Quando i colossi dell’auto acquisiscono un marchio in crisi ma dal passato glorioso i rischi sono dietro l’angolo. È il caso della Lotus, rilevata dal colosso Geely nel 2017, che dopo un avvio promettente è andata incontro a una difficile crisi.
Secondo un report di Bloomberg, la compagnia inglese ha ufficialmente negato l’intenzione di interrompere la produzione nel Regno Unito, smentendo alcune indiscrezioni secondo cui lo storico stabilimento di Hethel sarebbe stato destinato alla chiusura.
“Stiamo valutando attivamente diverse opzioni strategiche per migliorare l’efficienza e garantire la competitività globale in un mercato in continua evoluzione”, ha dichiarato l’azienda, sottolineando che “Lotus Cars continua a operare normalmente e non ha intenzione di chiudere lo stabilimento”.
La smentita arriva dopo che il Financial Times aveva riportato la sospensione della produzione a metà maggio, citando problemi legati alle scorte e alle difficoltà nella catena di approvvigionamento, aggravate dai dazi statunitensi. Secondo la testata, sarebbero a rischio 1.300 posti di lavoro.
La notizia ha avuto un impatto significativo in un contesto già fragile per l’industria automobilistica britannica, un tempo fiorente con marchi come Mini e Jaguar, ma ora in declino a causa della Brexit, degli alti costi energetici e delle chiusure di altre aziende come Honda e Ford. La chiusura di Hethel rappresenterebbe un ulteriore duro colpo.
L’ingresso della Geely nel capitale di Lotus aveva suscitato inizialmente grande entusiasmo, complici anche i successi ottenuti con la Volvo.
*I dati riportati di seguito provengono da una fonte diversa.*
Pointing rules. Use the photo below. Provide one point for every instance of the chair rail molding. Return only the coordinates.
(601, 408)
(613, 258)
Il marchio svedese, infatti, dopo la disastrosa gestione di Ford, sotto il colosso era nuovamente tornato a splendere di luce propria. La Geely aveva infatti saggiamente deciso di mantenere il DNA svedese del marchio, management compreso. E i risultati gli hanno dato ragione.
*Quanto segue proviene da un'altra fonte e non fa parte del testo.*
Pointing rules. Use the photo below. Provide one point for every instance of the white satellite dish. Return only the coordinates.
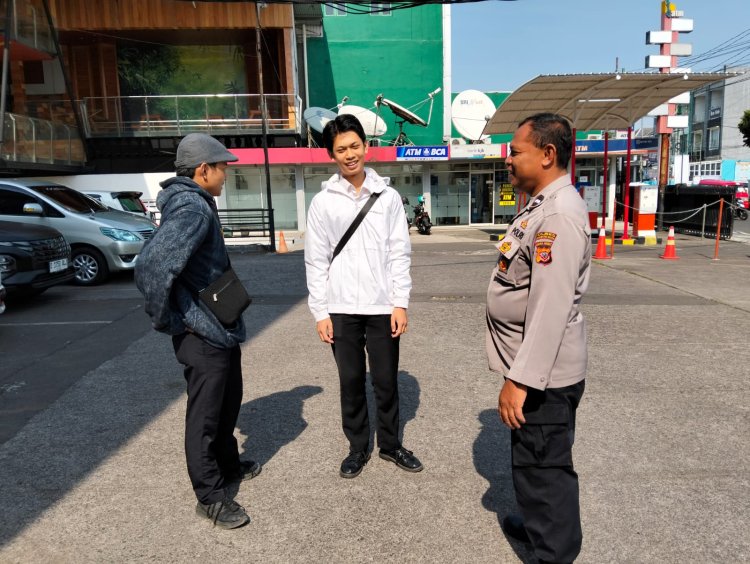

Tuttavia, nel tempo, le promesse sembrano essersi sgonfiate. La Polestar, il marchio di Volvo destinato alle elettriche prestazionali, è in perdita, e la stessa Volvo ha subito una recente ristrutturazione da 1,6 miliardi con taglio di 3mila posti di lavoro.
Anche il percorso con Lotus ha visto alti e bassi. Dopo gli investimenti iniziali a Hethel e il lancio della sportiva Emira, il Gruppo cinese ha puntato sempre più su modelli elettrici globali progettati e prodotti in Cina, spostando l’attenzione lontano dal Regno Unito. L’apertura di un nuovo centro di progettazione nelle Midlands e l’uscita di nuovi suv e berline elettriche destinati al mercato globale hanno di fatto marginalizzato lo stabilimento inglese e il suo know-how tecnico.
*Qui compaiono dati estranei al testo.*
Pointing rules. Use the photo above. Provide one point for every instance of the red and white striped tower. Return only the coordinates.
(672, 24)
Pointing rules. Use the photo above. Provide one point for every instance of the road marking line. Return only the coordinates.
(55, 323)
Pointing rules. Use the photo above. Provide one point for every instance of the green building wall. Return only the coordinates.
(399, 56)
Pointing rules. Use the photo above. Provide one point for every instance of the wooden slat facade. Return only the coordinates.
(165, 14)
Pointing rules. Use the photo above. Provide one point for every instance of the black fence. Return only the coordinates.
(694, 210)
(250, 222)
Inoltre, alcuni degli investimenti della Geely sono alquanto discutibili. Sedi lussuose, management poco sensibile alla tradizione del marchio e target di vendita irrealistici per veicoli elettrici, che sono stati disattesi. Lo scorso dicembre l’azienda ha rivisto la propria strategia abbandonando l’idea di vendere solo vetture a batteria entro il 2028 e aprendo alle tecnologie ibride plug-in.
L’incertezza resta. Nonostante la rassicurazione ufficiale, la situazione è in evoluzione, con continui scambi tra il governo britannico, Geely e Lotus.
La crisi della Lotus nasce da lontano ed è in parte causata dalla transizione in atto. Le sportive della Lotus sono diventate famose in tutto il mondo per il loro invidiabile rapporto peso/potenza. Oggi replicare quel modello di sportività è complicato. Ma la soluzione di proporre berline come la Emeya o suv come la Eletre, che sono di certo pesi piuma, non appare del tutto condivisibile.